This creamy roasted carrot soup is gently spiced and naturally sweet, with borlotti beans adding protein and making it satisfyingly filling. Finished with a splash of oat cream for extra silkiness, it’s a simple, comforting soup perfect for lunch or a light supper.
Slice all the carrots except one and tumble onto a baking tray. Drizzle with 1 tbsp of the olive oil, sprinkle with a little salt and pepper and roast in the oven for 30-40 minutes, turning once. Remove when they are browned and slightly charred.
While the rest of the carrots are roasting dice the remaining carrot, the onion and the celery.
Add the remaining tablespoon of oil to a large saucepan and heat gently. Add the diced vegetables and fry gently for 5 - 10 minutes or until softened.

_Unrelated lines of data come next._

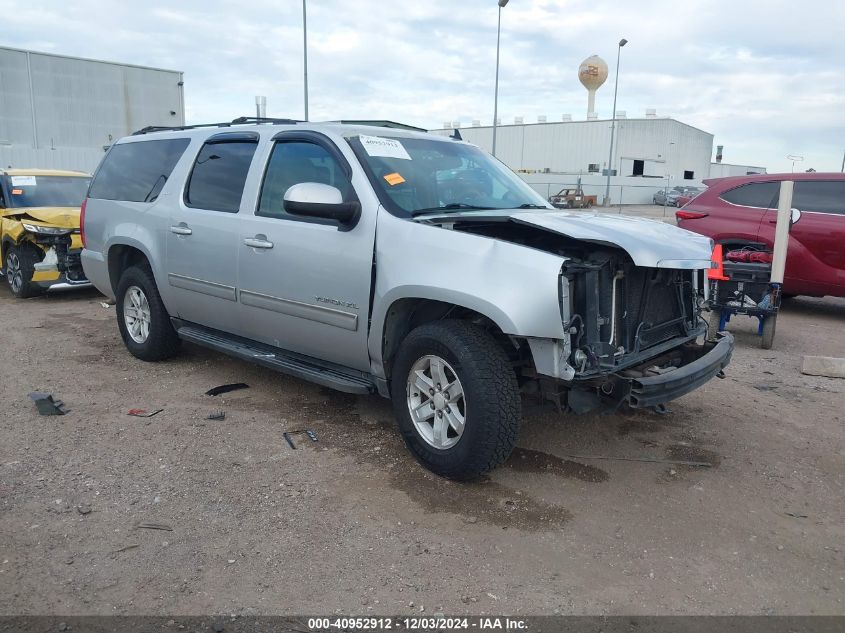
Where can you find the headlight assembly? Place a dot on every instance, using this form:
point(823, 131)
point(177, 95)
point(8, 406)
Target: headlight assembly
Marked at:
point(46, 230)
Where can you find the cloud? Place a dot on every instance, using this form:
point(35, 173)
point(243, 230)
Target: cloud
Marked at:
point(764, 77)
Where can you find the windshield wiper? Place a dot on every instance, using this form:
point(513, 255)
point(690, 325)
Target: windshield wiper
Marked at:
point(449, 207)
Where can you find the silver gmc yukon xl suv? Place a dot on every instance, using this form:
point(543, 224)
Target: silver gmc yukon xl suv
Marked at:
point(376, 260)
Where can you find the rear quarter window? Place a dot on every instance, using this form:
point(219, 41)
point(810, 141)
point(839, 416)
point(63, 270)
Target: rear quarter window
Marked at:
point(136, 172)
point(762, 195)
point(823, 196)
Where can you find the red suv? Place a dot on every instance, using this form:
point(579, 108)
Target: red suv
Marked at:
point(742, 211)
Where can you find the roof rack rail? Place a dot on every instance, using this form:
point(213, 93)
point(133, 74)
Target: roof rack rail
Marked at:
point(239, 121)
point(263, 119)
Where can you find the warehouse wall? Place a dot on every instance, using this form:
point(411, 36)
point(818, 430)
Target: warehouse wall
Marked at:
point(663, 145)
point(60, 112)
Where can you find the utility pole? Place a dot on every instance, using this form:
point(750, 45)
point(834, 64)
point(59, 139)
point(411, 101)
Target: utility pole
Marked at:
point(305, 55)
point(502, 4)
point(622, 43)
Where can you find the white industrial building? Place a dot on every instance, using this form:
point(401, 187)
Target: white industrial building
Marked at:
point(62, 112)
point(648, 154)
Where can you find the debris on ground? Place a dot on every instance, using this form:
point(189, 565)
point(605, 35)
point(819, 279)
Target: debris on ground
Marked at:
point(647, 460)
point(47, 405)
point(154, 526)
point(216, 391)
point(287, 435)
point(126, 547)
point(823, 366)
point(143, 413)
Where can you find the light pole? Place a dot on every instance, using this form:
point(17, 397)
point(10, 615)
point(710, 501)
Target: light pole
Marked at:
point(622, 43)
point(305, 55)
point(502, 4)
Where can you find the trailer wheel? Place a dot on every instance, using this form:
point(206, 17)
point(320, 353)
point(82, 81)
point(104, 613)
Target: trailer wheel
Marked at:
point(768, 337)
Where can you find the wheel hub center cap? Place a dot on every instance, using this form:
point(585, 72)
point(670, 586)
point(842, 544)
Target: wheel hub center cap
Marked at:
point(439, 401)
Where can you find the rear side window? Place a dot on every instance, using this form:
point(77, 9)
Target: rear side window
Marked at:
point(136, 172)
point(762, 195)
point(217, 180)
point(824, 196)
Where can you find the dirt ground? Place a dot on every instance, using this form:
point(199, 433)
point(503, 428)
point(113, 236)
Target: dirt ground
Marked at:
point(351, 524)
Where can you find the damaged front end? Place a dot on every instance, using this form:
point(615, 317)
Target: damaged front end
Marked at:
point(632, 333)
point(62, 263)
point(56, 252)
point(631, 294)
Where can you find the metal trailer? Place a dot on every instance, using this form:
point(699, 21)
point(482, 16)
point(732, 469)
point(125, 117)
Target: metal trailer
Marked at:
point(754, 289)
point(747, 290)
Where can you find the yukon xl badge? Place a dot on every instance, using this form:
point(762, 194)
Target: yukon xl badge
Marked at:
point(336, 302)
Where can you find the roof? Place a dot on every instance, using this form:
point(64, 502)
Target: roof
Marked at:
point(627, 119)
point(742, 180)
point(249, 124)
point(385, 123)
point(21, 171)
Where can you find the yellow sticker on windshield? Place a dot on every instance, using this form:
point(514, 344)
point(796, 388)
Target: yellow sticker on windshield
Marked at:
point(394, 179)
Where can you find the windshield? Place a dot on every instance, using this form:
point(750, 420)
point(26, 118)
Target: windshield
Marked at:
point(419, 175)
point(47, 191)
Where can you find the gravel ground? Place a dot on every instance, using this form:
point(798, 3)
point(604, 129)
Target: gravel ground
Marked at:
point(352, 524)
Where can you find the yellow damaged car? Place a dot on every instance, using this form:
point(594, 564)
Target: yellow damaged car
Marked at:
point(39, 229)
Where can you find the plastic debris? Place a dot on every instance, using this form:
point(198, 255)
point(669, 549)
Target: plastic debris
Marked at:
point(47, 405)
point(142, 413)
point(287, 435)
point(216, 391)
point(154, 526)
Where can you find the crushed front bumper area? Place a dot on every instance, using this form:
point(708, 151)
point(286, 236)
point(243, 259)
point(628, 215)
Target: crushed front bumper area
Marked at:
point(712, 358)
point(60, 269)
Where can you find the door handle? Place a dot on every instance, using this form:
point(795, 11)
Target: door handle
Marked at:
point(259, 241)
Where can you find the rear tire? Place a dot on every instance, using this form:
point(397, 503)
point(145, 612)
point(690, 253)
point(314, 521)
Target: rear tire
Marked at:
point(490, 406)
point(19, 266)
point(142, 319)
point(768, 335)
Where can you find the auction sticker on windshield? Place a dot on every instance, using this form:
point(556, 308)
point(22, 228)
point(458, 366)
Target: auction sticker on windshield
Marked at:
point(384, 147)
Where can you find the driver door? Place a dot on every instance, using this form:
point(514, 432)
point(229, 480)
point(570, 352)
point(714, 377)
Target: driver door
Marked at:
point(304, 284)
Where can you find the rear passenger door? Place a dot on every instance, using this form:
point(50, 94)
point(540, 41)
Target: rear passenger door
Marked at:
point(203, 234)
point(304, 284)
point(817, 239)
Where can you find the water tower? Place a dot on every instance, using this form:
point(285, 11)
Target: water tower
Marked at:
point(593, 73)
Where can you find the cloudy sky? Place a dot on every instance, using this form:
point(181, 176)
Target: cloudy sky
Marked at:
point(766, 77)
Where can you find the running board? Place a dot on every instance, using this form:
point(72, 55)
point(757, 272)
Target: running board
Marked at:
point(297, 365)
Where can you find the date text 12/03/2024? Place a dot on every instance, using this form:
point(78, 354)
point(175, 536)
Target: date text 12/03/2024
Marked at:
point(416, 624)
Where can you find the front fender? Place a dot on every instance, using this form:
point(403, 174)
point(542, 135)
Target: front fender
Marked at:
point(514, 286)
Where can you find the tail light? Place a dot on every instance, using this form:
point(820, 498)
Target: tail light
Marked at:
point(82, 222)
point(690, 215)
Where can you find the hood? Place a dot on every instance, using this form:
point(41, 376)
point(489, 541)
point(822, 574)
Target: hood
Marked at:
point(59, 217)
point(650, 243)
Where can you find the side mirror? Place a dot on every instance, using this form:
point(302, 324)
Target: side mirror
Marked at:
point(316, 200)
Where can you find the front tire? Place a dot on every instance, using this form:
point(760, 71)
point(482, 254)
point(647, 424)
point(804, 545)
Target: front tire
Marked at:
point(19, 267)
point(142, 319)
point(456, 399)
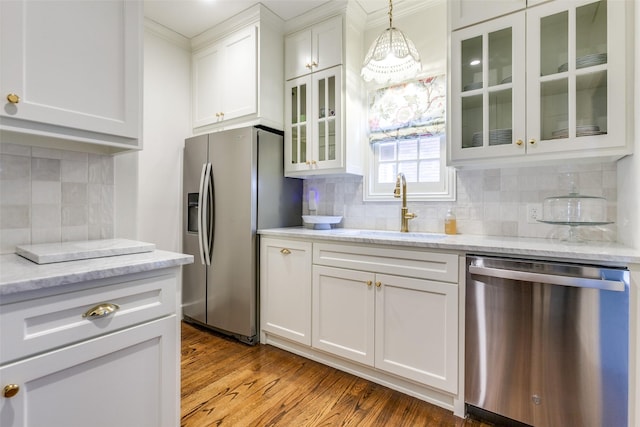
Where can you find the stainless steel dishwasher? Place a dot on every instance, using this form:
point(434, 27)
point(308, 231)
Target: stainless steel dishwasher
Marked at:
point(547, 343)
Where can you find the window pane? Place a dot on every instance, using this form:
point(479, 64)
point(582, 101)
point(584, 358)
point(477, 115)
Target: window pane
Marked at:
point(430, 148)
point(407, 150)
point(387, 173)
point(387, 151)
point(410, 170)
point(429, 170)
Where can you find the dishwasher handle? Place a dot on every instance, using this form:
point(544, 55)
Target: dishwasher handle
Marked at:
point(578, 282)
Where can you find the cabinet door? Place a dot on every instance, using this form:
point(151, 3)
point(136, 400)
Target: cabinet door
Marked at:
point(297, 125)
point(127, 378)
point(225, 79)
point(298, 56)
point(327, 119)
point(343, 313)
point(417, 330)
point(206, 78)
point(488, 89)
point(285, 288)
point(313, 49)
point(463, 13)
point(73, 64)
point(576, 77)
point(239, 86)
point(327, 44)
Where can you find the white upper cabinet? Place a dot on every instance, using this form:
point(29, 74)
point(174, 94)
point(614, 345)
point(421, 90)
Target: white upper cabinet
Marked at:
point(217, 70)
point(323, 116)
point(72, 71)
point(237, 73)
point(314, 49)
point(548, 83)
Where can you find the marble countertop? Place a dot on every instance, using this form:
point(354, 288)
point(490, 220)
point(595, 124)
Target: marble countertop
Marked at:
point(609, 253)
point(18, 274)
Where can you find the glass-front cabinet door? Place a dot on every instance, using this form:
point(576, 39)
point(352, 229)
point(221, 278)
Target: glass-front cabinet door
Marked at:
point(488, 89)
point(297, 127)
point(326, 101)
point(313, 123)
point(573, 103)
point(576, 76)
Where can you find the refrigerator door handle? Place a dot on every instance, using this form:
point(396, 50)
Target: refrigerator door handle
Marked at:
point(200, 209)
point(206, 227)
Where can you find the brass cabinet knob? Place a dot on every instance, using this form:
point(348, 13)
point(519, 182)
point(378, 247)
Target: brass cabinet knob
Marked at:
point(101, 310)
point(10, 390)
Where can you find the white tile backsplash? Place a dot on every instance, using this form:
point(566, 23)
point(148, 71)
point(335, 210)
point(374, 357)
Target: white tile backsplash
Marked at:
point(50, 195)
point(489, 202)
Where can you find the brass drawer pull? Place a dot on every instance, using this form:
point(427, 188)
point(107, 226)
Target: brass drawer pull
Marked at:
point(10, 390)
point(101, 310)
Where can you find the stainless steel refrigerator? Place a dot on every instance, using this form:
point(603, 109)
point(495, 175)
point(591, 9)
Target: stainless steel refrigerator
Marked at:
point(233, 185)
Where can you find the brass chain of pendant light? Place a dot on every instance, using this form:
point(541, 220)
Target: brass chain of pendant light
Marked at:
point(392, 57)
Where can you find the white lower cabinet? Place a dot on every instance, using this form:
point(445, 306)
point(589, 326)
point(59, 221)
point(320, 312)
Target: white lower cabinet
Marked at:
point(394, 311)
point(285, 291)
point(62, 366)
point(401, 325)
point(343, 313)
point(117, 379)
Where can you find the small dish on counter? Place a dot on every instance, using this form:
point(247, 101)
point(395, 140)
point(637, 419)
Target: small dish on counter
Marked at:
point(321, 222)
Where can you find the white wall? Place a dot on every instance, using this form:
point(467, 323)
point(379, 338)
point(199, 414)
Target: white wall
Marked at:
point(629, 167)
point(166, 123)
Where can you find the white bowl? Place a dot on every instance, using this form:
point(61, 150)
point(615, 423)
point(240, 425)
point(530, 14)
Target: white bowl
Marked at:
point(321, 222)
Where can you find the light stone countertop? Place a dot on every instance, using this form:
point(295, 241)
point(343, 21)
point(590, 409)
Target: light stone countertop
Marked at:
point(18, 274)
point(608, 253)
point(46, 253)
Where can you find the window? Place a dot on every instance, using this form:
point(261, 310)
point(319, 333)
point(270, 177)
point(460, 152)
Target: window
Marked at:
point(407, 134)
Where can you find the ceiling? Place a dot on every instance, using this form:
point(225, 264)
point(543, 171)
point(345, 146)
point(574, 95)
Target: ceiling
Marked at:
point(192, 17)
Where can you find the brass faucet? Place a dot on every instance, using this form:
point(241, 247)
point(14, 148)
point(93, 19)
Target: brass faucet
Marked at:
point(401, 190)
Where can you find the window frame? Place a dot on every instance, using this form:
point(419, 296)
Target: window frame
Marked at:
point(443, 190)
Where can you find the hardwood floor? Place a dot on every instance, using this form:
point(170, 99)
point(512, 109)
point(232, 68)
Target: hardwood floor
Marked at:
point(227, 383)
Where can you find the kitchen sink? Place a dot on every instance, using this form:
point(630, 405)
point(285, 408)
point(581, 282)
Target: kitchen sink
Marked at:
point(392, 235)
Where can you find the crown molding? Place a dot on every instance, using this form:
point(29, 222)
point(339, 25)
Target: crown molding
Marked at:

Add the sliced garlic, cumin seeds and (optional) chilli flakes and fry for one minute.
Add the smoked paprika, paprika and oregano and pour in the stock.
Add the drained beans and the roasted carrots (reserve a few slices to top your soup if desired), bring to a boil and simmer gently for 10 minutes.
Blend the soup until smooth and stir in the cream. Add a little more stock or water to thin if needed.
Taste and just seasoning to suit.
Serve decorated with the reserved carrot slices and the chopped chives.
Notes
Nutritional information is only an approximate guideline. Calculations will vary according to the ingredients you use and your cooking methods.If you want a chunky soup blend half of the soup and then add it back into the rest.